I hear it all the time. Cobol is better for reports, C for system stuff, Java for portability, C++ for games, Python for in-program scripting, Perl for command-line administration utilities, PHP for web-page coding, ASP for something similar but different, Ada for things that need to not crash, and so forth.

I've programmed in several of those languages, though I mostly code in C++ and occasionally (when maintaining this website) do a bit of PHP. I haven't touched Cobol since the last time I had to use it for a college class, even though I write printable reports at work. I've coded in assembly, and had fun doing it (despite the fact that it was x86 assembly, which I hear is about the worst one to learn with) but don't use it for anything on a yearly basis.

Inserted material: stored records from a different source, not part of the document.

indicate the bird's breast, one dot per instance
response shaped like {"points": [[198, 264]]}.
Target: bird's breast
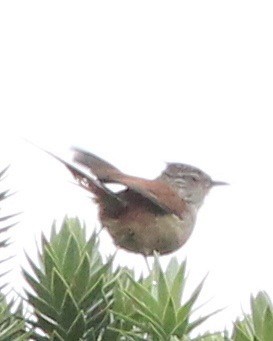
{"points": [[145, 232]]}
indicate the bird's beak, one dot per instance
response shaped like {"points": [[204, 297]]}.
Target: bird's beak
{"points": [[219, 183]]}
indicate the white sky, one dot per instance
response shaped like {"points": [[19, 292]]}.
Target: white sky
{"points": [[140, 83]]}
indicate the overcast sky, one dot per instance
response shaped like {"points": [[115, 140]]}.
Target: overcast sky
{"points": [[140, 83]]}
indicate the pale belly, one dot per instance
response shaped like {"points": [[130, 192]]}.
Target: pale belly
{"points": [[161, 233]]}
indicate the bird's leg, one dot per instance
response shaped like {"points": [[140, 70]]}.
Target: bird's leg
{"points": [[147, 263]]}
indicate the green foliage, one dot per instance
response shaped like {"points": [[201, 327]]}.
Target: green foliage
{"points": [[73, 294], [76, 296], [151, 307], [4, 220], [258, 326], [72, 289], [12, 325]]}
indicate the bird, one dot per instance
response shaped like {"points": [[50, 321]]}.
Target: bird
{"points": [[146, 216]]}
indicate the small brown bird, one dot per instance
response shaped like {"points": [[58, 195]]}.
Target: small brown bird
{"points": [[149, 215]]}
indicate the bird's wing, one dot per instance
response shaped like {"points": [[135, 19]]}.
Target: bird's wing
{"points": [[102, 169], [111, 200], [158, 192]]}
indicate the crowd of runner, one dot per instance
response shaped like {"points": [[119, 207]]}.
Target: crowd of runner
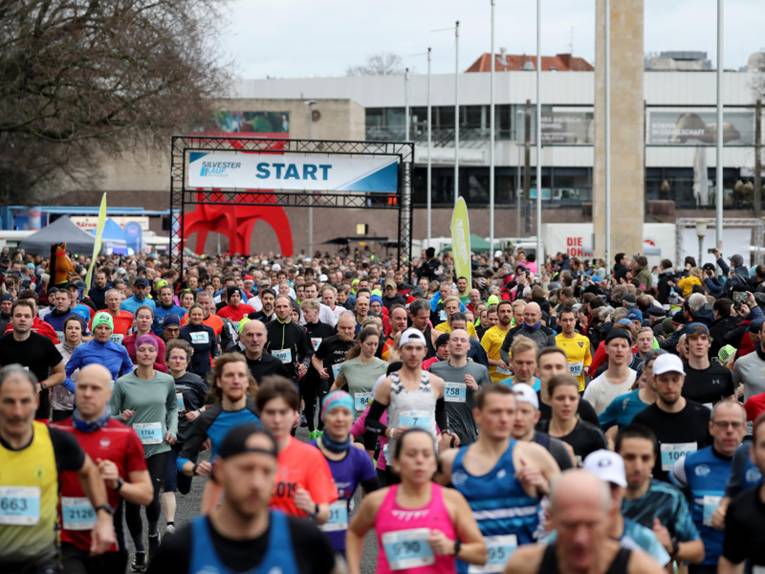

Look, another new language!
While poking around a few nights ago, I came across a description of XUL, a language for doing forms and other scripting work using XML for the language, and seeming to be meant to be embedded in things like webpages. It supported a sort of "structure" definition for building your own datatypes, it had function calls, built-in datatypes, and all the usual stuff that comes with yet-another-programming-language.

So I wrote myself a note, in knee-jerk fashion, telling myself that my current ill feeling wasn't from dinner, but from new languages popping up all the time, with baggage. Baggage? What baggage?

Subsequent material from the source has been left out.